A fundamental challenge in causal inference with observational data is correct specification of a causal model. When there is model uncertainty, analysts may seek to use estimates from multiple candidate models that rely on distinct, and possibly partially overlapping, sets of identifying assumptions to infer the causal effect, a process known as triangulation. Principled methods for triangulation, however, remain underdeveloped. Here, we develop a framework for causal effect triangulation that combines model testability methods from causal discovery with statistical inference methods from semiparametric theory, while avoiding explicit model selection and post-selection inference problems. We propose a triangulation functional that combines identified functionals from each model with data-driven measures of model validity.
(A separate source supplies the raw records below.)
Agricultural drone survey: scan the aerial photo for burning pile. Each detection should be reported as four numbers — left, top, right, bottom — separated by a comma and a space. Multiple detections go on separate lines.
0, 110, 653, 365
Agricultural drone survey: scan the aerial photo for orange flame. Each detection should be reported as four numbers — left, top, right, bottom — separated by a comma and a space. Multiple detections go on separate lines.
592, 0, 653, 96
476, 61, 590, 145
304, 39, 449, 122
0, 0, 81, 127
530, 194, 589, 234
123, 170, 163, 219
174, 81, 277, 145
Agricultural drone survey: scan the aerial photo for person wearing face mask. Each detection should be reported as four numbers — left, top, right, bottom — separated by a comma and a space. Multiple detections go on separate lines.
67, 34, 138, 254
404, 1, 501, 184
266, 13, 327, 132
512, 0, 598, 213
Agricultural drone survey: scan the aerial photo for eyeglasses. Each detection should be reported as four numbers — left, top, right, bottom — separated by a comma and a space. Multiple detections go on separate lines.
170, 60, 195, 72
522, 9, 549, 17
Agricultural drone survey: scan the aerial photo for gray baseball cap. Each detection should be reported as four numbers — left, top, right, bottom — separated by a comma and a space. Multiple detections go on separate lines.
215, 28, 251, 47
We provide a bound on the distance of the functional from the true causal effect along with conditions under which this distance can be taken to zero. Finally, we derive valid statistical inference for this functional. Our framework formalizes robustness under causal pluralism without requiring agreement across models or commitment to a single specification. We demonstrate its performance through simulations and an empirical application.

翻译：观测数据因果推断中的一个基本挑战在于因果模型的正确设定。当存在模型不确定性时，分析者可能希望利用多个候选模型的估计结果来推断因果效应，这些模型依赖于不同且可能部分重叠的识别假设集，这一过程称为三角化。然而，三角化的原则性方法仍然发展不足。本文提出了一种因果效应三角化框架，该框架将因果发现中的模型可检验性方法与半参数理论中的统计推断方法相结合，同时避免了显式的模型选择及选择后推断问题。我们提出了一个三角化泛函，该泛函将每个模型的识别泛函与数据驱动的模型有效性度量相结合。我们给出了该泛函与真实因果效应之间距离的上界，以及该距离可趋于零的条件。最后，我们为该泛函推导了有效的统计推断方法。我们的框架在不要求模型间达成一致或承诺单一设定的前提下，形式化了因果多元主义下的稳健性。我们通过模拟和实证应用展示了其性能。